The Early Bird Gets Good Credit
It's 8 a.m. on a summer Saturday, yet about 35 kids, mostly junior high or high school students, are piled into a North Memphis police substation for a little Finances 101.
The station is hosting a financial-planning workshop for teens. Managing credit isn't taught in city schools, so officers have invited a couple of bankers, an automobile finance manager, and an apartment manager to speak to the kids about how to manage their money.
"Are you already getting credit-card applications in the mail?" asks Brenda Harper from Regions Bank. No one raises a hand, but Harper looks skeptical. "Well, you're all getting ready for college, and you'll soon be bombarded."
As Harper goes over the ins and outs of credit scoring, bank accounts, and how to write a check, several kids take notes. She goes over the types of bankruptcy and tells them "it should always be a last resort."

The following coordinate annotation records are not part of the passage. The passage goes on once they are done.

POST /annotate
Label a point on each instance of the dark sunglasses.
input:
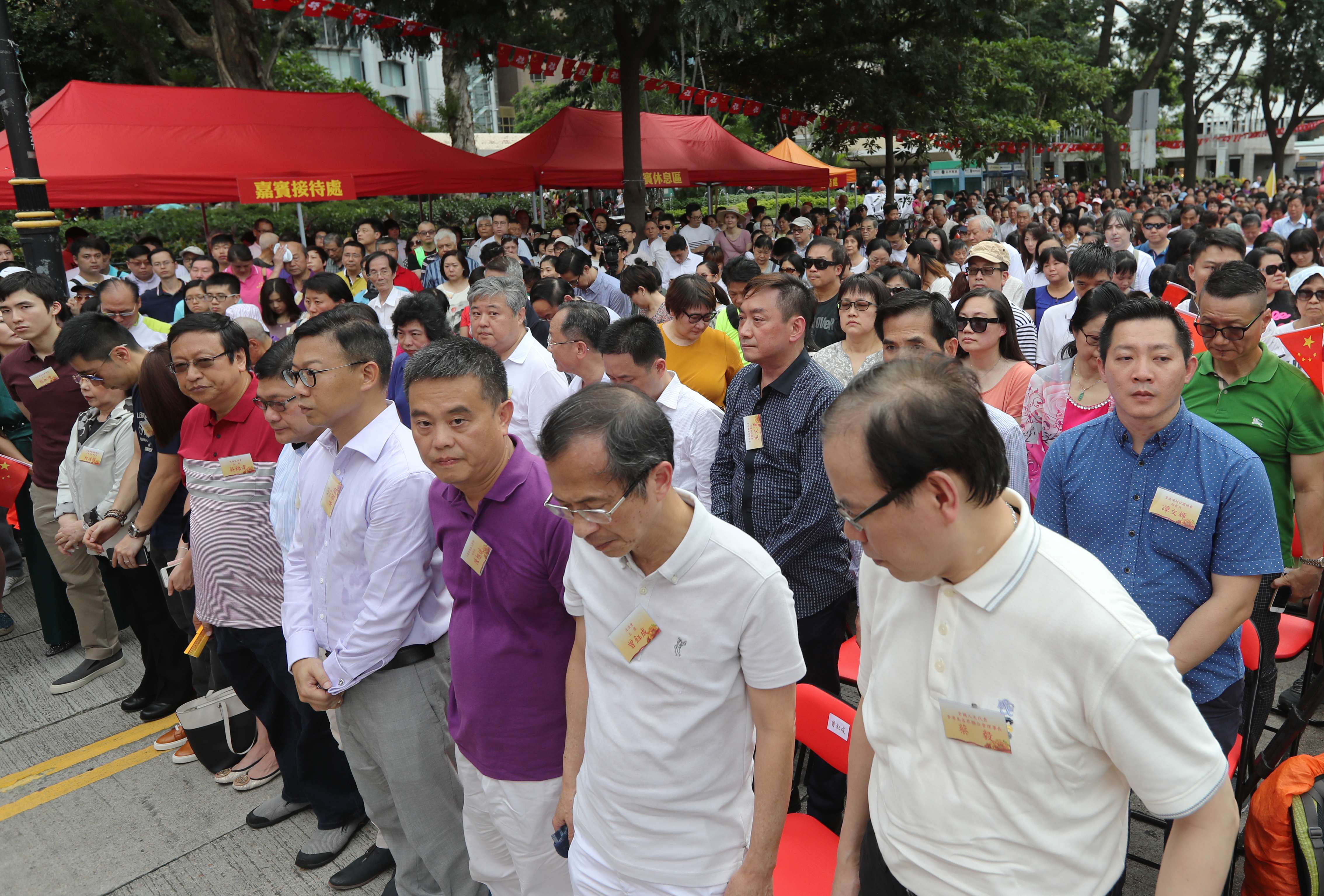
(976, 325)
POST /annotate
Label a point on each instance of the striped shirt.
(238, 567)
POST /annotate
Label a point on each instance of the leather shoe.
(365, 869)
(134, 702)
(159, 710)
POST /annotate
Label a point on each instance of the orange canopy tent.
(790, 152)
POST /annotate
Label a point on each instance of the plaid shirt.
(779, 494)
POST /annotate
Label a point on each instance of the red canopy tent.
(129, 145)
(582, 147)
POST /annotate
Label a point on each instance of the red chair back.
(823, 724)
(1250, 646)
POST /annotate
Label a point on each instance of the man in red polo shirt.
(32, 306)
(235, 563)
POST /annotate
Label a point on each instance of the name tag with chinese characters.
(754, 432)
(44, 378)
(984, 728)
(635, 634)
(1177, 509)
(332, 494)
(476, 552)
(238, 465)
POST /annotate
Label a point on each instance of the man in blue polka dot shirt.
(1176, 509)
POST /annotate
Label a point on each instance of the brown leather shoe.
(173, 739)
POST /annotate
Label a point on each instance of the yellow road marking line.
(69, 785)
(84, 754)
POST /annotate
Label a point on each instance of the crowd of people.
(432, 500)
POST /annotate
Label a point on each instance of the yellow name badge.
(44, 378)
(1175, 507)
(754, 432)
(332, 494)
(238, 465)
(476, 552)
(635, 634)
(984, 728)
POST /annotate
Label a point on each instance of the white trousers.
(592, 877)
(509, 834)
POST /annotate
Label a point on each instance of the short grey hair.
(508, 288)
(452, 359)
(1121, 218)
(635, 432)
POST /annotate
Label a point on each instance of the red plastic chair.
(848, 662)
(807, 855)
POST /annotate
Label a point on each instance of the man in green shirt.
(1276, 411)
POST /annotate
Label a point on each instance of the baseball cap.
(991, 251)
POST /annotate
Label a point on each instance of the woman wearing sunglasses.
(986, 342)
(1271, 264)
(1070, 392)
(861, 294)
(704, 358)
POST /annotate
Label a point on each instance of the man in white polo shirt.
(635, 354)
(1001, 735)
(497, 319)
(685, 653)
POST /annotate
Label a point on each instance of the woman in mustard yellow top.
(704, 358)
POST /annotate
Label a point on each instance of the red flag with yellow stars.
(1305, 346)
(14, 473)
(1197, 343)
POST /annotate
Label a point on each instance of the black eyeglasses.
(878, 505)
(309, 378)
(280, 404)
(1232, 334)
(976, 325)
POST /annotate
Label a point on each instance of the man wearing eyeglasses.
(1155, 225)
(1273, 408)
(235, 562)
(983, 698)
(120, 302)
(768, 481)
(685, 654)
(504, 559)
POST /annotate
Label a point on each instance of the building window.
(392, 73)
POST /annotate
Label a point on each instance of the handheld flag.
(1305, 346)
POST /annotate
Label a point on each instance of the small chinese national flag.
(1199, 345)
(1175, 294)
(1305, 346)
(13, 476)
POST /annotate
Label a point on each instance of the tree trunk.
(1189, 113)
(456, 109)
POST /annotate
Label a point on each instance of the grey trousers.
(394, 733)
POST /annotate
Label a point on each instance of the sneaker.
(325, 846)
(173, 739)
(87, 671)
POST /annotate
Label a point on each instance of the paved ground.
(88, 808)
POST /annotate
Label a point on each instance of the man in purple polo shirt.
(504, 559)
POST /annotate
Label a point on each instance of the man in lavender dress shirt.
(504, 558)
(366, 612)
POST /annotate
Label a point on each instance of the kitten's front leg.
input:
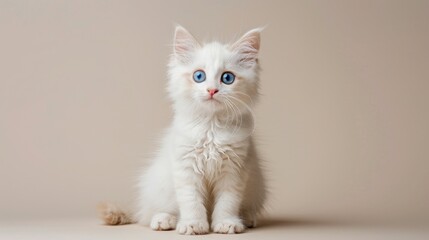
(190, 196)
(228, 197)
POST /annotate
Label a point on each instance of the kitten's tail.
(112, 215)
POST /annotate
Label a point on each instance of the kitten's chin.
(212, 105)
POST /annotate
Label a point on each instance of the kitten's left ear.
(248, 47)
(184, 44)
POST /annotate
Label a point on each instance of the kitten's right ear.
(184, 44)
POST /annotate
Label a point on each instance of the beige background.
(342, 123)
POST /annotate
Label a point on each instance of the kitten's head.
(214, 77)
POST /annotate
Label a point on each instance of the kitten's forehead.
(214, 56)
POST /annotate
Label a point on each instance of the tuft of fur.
(112, 215)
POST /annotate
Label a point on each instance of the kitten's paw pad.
(163, 221)
(250, 221)
(193, 227)
(229, 226)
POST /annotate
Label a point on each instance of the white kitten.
(207, 167)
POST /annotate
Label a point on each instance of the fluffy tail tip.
(112, 215)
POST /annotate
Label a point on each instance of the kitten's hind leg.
(163, 222)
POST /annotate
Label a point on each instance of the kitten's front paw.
(193, 227)
(229, 226)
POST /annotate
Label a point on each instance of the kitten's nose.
(212, 91)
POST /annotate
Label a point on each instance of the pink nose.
(212, 91)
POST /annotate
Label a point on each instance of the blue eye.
(199, 76)
(227, 78)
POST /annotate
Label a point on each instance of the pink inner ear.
(248, 47)
(184, 42)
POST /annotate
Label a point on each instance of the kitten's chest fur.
(215, 147)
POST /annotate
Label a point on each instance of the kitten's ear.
(184, 44)
(247, 47)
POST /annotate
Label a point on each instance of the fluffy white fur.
(207, 169)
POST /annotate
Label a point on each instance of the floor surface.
(275, 228)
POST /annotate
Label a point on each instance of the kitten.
(207, 167)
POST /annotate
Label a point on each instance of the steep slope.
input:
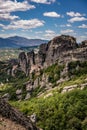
(9, 112)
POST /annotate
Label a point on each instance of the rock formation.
(61, 49)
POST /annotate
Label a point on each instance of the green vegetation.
(59, 112)
(77, 68)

People like Harper and officer Dennis Manning (who's leading the session) are hoping to nip the bankruptcy problem in the bud so, new bill or not, it won't become an issue these kids have to face.
According to a 2005 Nellie Mae report, 76 percent of college undergrads have a credit card, but only 21 percent of students pay their cards off in full each month. The average student balance is $2,169, and 25 percent of students with cards owe $3,000 or more.
"You get credit-card applications when you buy your school books for college," says Fila. "What kind of message does that send? They want to hook these kids in early. They know they'll graduate and get high-paying jobs."
Some of those college kids may end up filing bankruptcy. That's why Kelly Rousseau of the bankruptcy court started C.A.R.E. (Credit Abuse Resistance Education) in Memphis earlier this year. The program goes into local high schools to teach kids financial literacy.
So far, Rousseau has taken the program to the Memphis Grizzlies Academy, Lausanne Collegiate School, Houston High School, and Millington High School. She says she hopes to get the program into city schools by next year.
"We're teaching kids the difference between needs and wants. They need to know if they buy something with a credit card, they need to pay it off when the bill comes in," says Rousseau. "Having a card for true emergencies is okay. It's a good way to establish credit, but it depends on how responsible they can be."
In a perfect world, financial planning would be a part of every high school curriculum. But this is not a perfect world. For the foreseeable future anyway, Memphis will continue to have debtors who turn to bankruptcy as their only way out. They'll just have a harder time trying to do so.
"The law changed a lot, but it didn't change the economics of the situation," says Fila. "People are still broke. They're still struggling. They still have car notes, and the debt and financial pressure is still out there. But now the outlet's been restricted."